Self-Template Synthesis of Multiheteroatom Codoped Porous Carbon with Rational Mesoporosity from Traditional Chinese Medicine Dregs for High-Performance Supercapacitors

As a biomass waste of therapy and health care discarded with millions of tons per year in Chinese people's daily life, traditional Chinese medicine dregs (MDs) are potential zerocost, species-rich, and green raw materials for preparation of porous carbon (PC). Herein, multiheteroatoms (O, N, P, and S) self-codoped PCs are successfully prepared from MDs with their intrinsic metals as the self-template. The porosity can be controlled by purposefully mixing different types of MDs as feedstock. Under the optimum KOH activation, the as-prepared MDPC-2 exhibits a high specific surface area up to 2871 m(2) g-(1,) rational mesopore proportion of 47.3%, and appropriate contents of heteroatoms, which endow it with a high specific capacitance up to 486.2 F g(-1) at a current density of 1 A g(-1) for a three-electrode system in a 6 M KOH aqueous electrolyte.

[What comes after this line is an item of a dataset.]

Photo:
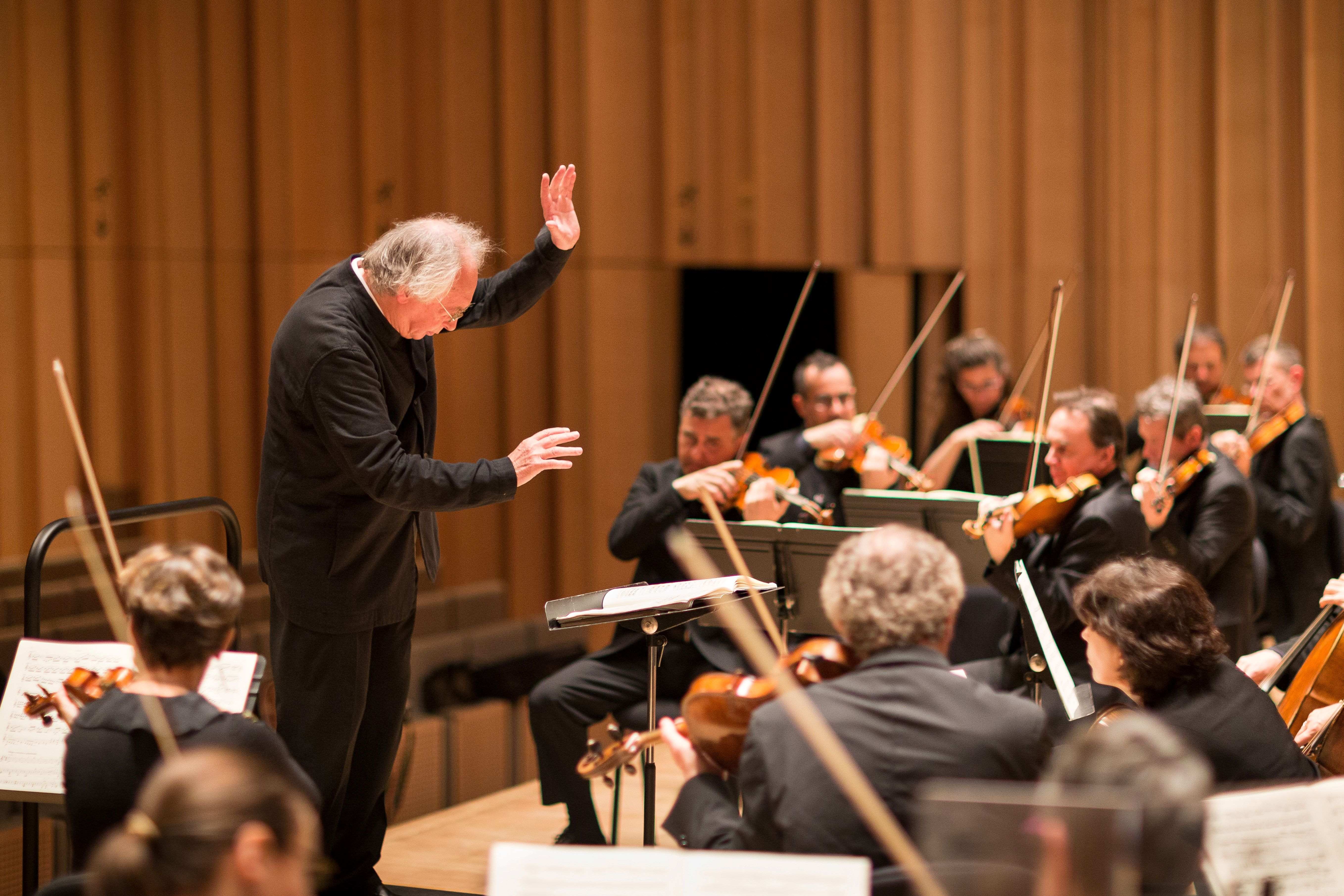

Most attractively, the MDPC-2-based symmetric supercapacitors deliver an energy density as high as 37.2 Wh kg(-1) at a power density of 558 W kg(-1) in a 1 M Na2SO4 aqueous electrolyte and a stronger energy output of 112.5 Wh kg-(1 )at a power density of 722 W kg(-1) in an EMIMBF4 ionogel electrolyte, with satisfactory rate retentions (62.3% in 1 M Na2SO4 and 64.8% in EMIMBF4 ionogel at 20 A g(-1)), as well as prominent cycling durabilities (98.1% and 96.9% after 10,000 cycles). The state-of-the-art electrochemical performances of MDPC-2 to date are due to the comprehensive considerations for specific surface area, pore size distribution, heteroatom effect, and effective combination of different type of MDs, which provide a meaningful protocol on scalable preparation of advanced biomass-derived PC for supercapacitors.